Two people working in a greenhouse.

Image source: Getty Images.

Ayr's revenue more than doubled in Q4

On March 17, Ayr Wellness reported its fourth-quarter and year-end earnings for the period ending Dec. 31, 2021. The company posted revenue of $111.8 million for the quarter which was up 134% from the $47.8 million that it recorded in the prior-year period. Its adjusted earnings before interest, taxes, depreciation and amortization (EBITDA) of $26.1 million also rose by 40% and was an impressive 24% of EBITDA.

The growth comes due to the company's expansion into new and existing markets. And the company is still planning to invest in more opportunities this year.

Revenue run rate to hit $800 million by the end of the year

The company projects that for the first half of the year its performance will be flat (due to construction and regulatory issues) but as it expands in markets such as Massachusetts and New Jersey (which should commence adult-use sales later this year), its annual run rate in revenue should close in on $800 million before the year is over. Right now, it's at a run rate of just under $450 million.

The catalysts behind that growth include cultivation expansions, organic growth, acquisitions, and a new market in New Jersey (recreational use) opening up. Today Ayr Wellness has 71 dispensaries up and running and by the end of 2022, it expects that figure to grow to more than 90. The company has roughly $70 million in capital spending planned for the next 12 months which will help increase its cultivation and production facilities from a capacity of 557k square feet to more than 1.2 million.

That's a lot of growth on the horizon for Ayr Wellness and the main question mark may be around if it will need issue new stock to help pay for all that. As of the end of 2021, the company reported cash of $154.3 million. That's sufficient to fund its day-to-day operations, which during the course of the past year used up $27.8 million. However, Ayr Wellness also spent $219.6 million in investing-related activities in 2021, including $100 million on the purchase of plant, property and equipment. As the company aggressively grows its business, the one drawback may be the inevitable need to raise more cash, likely through the equity markets -- which will mean more dilution for existing shareholders.

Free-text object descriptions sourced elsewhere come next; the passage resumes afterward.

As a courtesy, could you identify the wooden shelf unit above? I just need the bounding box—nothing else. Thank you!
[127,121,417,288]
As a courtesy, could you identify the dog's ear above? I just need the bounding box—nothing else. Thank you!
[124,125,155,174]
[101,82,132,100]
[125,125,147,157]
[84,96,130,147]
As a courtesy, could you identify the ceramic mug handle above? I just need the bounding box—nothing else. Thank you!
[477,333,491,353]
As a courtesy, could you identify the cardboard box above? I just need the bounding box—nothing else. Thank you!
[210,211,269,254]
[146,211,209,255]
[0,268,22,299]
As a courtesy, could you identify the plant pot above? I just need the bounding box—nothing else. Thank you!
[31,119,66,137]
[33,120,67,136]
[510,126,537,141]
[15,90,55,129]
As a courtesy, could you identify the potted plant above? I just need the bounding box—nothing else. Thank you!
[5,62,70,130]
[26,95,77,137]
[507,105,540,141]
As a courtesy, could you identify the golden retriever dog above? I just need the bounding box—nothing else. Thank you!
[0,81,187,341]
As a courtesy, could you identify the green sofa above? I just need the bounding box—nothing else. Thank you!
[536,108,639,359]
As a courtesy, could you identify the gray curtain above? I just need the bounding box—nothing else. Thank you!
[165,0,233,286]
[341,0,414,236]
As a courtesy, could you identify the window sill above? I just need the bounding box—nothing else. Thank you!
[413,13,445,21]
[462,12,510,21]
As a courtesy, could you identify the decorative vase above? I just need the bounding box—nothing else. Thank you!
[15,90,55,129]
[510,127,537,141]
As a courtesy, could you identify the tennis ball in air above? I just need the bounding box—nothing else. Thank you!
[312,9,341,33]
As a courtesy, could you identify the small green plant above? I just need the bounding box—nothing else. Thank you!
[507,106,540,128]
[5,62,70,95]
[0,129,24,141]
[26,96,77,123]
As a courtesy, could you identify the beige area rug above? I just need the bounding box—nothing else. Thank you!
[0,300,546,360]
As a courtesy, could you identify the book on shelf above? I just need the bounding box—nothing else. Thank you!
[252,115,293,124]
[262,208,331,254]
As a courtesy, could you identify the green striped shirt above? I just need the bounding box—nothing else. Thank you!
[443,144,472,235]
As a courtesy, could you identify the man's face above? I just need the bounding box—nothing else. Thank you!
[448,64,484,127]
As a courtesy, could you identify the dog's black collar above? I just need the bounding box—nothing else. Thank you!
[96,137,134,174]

How Ayr's valuation compares to other pot stocks

When looking at forward price-to-sales multiples, Ayr Wellness stock looks cheap when compared to some of its key rivals in the marijuana industry:

AYRWF PS Ratio (Forward) Chart

AYRWF PS Ratio (Forward) data by YCharts

At a modest valuation, Ayr provides investors with lots of value given the growth opportunities it possesses, making it a potentially attractive investment today. Although investors may not be willing to pay the same premium for it as larger marijuana companies like Curaleaf Holdings or Trulieve Cannabis, Ayr Wellness definitely isn't an expensive MSO to invest in today.

Should you buy shares of Ayr Wellness today?

What makes Ayr Wellness a promising buy is that not only is its stock cheap, but that the company is in some of the top cannabis markets in the country, including Florida, Illinois, Pennsylvania, and Arizona.

Unfortunately, the lack of progress with legalizing marijuana in the U.S. has put pot stocks on the back burner for many growth investors. And that means even these strong results from Ayr Wellness and its impressive forecast for 2022 may not be enough to get its shares rallying.

However, for investors who are willing to remain patient and hang on to the stock, there could be significant upside in holding on as the company's shares haven't been cheaper than where they are now.